The original (v0.3) shape ``{"target_name": "fibonacci", "seed": 0,
"max_steps": 25}`` still works exactly as before -- the four new fields
below are all optional and additive so the in-flight trainer doesn't
have to change.
Open-ended (Level 2) targets are specified by passing ``target_code``
+ ``target_function_name`` (and optionally ``edge_cases`` and
``fuzz_spec``), which is then resolved via the TaskCatalog using the
same hardened sandbox the verifier uses for agent submissions.
"""
target_name: Optional[str] = None
seed: int = 0
max_steps: int = 25
# --- Level 2 open-ended fields (additive, default-None) ---
target_code: Optional[str] = Field(
default=None,
description="Python source defining a black-box callable. When set, "

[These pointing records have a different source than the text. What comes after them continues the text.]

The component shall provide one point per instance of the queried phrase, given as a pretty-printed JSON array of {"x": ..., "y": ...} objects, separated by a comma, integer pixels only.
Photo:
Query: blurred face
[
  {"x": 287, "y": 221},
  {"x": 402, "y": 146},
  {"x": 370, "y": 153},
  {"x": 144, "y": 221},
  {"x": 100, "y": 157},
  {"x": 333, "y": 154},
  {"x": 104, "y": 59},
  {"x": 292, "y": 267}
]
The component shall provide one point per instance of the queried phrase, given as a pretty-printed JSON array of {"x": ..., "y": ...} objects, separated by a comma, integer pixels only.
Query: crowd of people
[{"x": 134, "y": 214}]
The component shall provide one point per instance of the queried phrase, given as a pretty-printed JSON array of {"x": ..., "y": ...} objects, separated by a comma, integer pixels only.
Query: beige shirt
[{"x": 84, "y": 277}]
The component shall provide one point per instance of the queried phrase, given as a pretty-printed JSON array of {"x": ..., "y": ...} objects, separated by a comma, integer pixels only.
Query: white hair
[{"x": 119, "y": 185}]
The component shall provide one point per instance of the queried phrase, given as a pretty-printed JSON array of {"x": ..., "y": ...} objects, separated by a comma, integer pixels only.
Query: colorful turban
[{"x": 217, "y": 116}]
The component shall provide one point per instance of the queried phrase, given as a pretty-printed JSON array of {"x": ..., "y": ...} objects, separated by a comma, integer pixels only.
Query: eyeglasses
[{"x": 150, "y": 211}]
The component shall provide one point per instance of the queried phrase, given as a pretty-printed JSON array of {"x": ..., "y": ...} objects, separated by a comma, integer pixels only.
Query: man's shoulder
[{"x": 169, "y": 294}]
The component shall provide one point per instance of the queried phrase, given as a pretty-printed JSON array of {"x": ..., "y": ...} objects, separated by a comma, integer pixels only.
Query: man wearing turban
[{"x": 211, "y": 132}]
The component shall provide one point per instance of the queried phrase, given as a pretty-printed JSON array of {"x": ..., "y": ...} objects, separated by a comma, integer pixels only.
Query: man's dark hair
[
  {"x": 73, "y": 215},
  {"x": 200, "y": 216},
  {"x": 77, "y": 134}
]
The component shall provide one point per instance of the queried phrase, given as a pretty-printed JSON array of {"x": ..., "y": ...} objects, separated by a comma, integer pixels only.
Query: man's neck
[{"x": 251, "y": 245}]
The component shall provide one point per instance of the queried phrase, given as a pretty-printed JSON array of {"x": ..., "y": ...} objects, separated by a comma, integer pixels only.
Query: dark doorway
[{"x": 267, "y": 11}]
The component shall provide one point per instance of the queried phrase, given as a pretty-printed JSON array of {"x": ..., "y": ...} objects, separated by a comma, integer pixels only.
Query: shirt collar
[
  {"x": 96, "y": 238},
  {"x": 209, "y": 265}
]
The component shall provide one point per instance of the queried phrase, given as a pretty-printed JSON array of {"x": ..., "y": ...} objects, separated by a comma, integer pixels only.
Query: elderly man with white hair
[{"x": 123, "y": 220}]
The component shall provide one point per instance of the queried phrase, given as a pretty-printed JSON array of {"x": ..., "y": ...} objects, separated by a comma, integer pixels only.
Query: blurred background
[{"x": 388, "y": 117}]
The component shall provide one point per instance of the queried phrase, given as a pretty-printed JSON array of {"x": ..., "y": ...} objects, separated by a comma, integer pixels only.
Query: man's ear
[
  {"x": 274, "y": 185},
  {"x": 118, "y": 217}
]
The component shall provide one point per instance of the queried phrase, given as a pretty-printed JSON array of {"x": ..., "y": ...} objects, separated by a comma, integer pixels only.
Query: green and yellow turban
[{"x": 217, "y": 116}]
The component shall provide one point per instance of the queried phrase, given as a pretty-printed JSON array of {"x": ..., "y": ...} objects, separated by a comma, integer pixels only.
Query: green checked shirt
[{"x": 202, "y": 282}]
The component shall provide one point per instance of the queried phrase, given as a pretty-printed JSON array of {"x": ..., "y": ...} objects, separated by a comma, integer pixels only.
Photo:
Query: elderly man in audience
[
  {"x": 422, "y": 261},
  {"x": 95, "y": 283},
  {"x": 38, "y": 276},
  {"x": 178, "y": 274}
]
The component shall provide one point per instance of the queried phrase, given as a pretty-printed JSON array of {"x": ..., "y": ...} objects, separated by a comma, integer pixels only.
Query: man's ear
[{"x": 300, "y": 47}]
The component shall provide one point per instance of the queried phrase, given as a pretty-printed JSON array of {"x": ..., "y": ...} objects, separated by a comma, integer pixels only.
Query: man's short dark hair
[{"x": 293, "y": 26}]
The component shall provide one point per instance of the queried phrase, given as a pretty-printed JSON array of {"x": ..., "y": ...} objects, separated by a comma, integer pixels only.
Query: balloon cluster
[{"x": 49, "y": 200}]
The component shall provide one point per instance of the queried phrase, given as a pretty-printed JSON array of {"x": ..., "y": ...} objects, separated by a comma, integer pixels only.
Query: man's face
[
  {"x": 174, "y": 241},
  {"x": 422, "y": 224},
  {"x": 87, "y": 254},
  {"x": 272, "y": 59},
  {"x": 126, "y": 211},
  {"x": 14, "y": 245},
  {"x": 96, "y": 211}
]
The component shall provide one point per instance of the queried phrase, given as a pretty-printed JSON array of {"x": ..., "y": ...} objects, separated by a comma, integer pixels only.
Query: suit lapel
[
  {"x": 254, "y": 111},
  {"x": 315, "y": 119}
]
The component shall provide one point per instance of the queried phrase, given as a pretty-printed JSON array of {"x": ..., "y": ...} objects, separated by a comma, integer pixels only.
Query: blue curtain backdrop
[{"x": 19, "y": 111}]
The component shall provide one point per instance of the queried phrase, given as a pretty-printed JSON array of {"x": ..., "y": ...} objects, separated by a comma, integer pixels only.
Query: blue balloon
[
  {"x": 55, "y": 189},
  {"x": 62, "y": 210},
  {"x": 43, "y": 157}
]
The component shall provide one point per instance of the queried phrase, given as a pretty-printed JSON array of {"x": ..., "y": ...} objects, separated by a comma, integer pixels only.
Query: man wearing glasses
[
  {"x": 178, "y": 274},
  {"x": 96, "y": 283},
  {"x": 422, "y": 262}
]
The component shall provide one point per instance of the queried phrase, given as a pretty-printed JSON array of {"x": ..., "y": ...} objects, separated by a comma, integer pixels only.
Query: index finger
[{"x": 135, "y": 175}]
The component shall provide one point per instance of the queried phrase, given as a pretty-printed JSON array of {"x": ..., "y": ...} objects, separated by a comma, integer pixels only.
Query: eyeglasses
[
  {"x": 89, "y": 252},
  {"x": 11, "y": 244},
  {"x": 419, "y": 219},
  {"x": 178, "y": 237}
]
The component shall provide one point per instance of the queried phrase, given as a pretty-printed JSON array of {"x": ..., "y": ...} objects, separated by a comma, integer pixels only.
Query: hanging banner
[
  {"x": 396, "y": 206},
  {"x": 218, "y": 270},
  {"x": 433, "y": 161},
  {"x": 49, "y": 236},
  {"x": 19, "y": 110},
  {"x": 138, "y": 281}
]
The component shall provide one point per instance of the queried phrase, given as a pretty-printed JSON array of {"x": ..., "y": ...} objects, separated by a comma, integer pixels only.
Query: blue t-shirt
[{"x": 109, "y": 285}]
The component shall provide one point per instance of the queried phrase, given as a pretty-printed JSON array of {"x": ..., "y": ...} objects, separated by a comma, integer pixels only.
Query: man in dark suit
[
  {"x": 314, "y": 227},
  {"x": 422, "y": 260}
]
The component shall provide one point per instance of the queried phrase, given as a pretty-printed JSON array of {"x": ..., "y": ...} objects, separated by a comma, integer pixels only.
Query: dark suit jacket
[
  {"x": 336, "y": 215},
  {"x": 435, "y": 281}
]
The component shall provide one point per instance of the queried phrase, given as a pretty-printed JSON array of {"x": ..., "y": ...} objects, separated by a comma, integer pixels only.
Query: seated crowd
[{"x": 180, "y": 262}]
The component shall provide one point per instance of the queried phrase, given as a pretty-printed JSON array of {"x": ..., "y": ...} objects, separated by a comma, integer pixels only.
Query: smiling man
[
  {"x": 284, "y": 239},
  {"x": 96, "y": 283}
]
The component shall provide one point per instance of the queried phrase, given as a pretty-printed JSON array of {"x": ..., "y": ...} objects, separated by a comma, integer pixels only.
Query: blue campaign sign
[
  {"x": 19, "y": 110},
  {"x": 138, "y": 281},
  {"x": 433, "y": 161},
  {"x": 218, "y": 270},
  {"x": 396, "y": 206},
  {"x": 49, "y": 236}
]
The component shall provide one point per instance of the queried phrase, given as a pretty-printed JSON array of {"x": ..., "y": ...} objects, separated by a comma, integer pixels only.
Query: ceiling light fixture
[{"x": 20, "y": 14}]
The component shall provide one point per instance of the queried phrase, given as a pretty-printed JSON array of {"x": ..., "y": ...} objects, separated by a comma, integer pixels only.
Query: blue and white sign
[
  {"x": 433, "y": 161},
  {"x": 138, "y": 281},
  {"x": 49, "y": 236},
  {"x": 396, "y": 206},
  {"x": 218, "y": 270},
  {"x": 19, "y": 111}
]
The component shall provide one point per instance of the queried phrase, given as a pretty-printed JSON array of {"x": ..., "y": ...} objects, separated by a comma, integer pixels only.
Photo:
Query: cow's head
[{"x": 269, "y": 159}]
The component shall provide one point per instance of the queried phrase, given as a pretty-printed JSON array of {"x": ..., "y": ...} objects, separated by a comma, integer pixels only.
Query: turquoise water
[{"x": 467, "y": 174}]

"overrides target_name (caller-supplied beats Hub beats builtin).",
)
target_function_name: Optional[str] = Field(
default=None,
description="Name of the callable inside target_code to use as the "
"oracle. Required when target_code is set.",
)
edge_cases: Optional[List[str]] = Field(
default=None,
description="Optional list of must-pass probe inputs as Python "
"literal strings (e.g. ['0', '\"\"', '([1,2,3], 2)']).",
)
fuzz_spec: Optional[dict] = Field(
default=None,
description="Optional auto-fuzzer override map keyed by parameter "
"name, e.g. {'n': {'type': 'int', 'min': 1, 'max': 90}}.",
)
class StepRequest(BaseModel):
episode_id: str
action: Action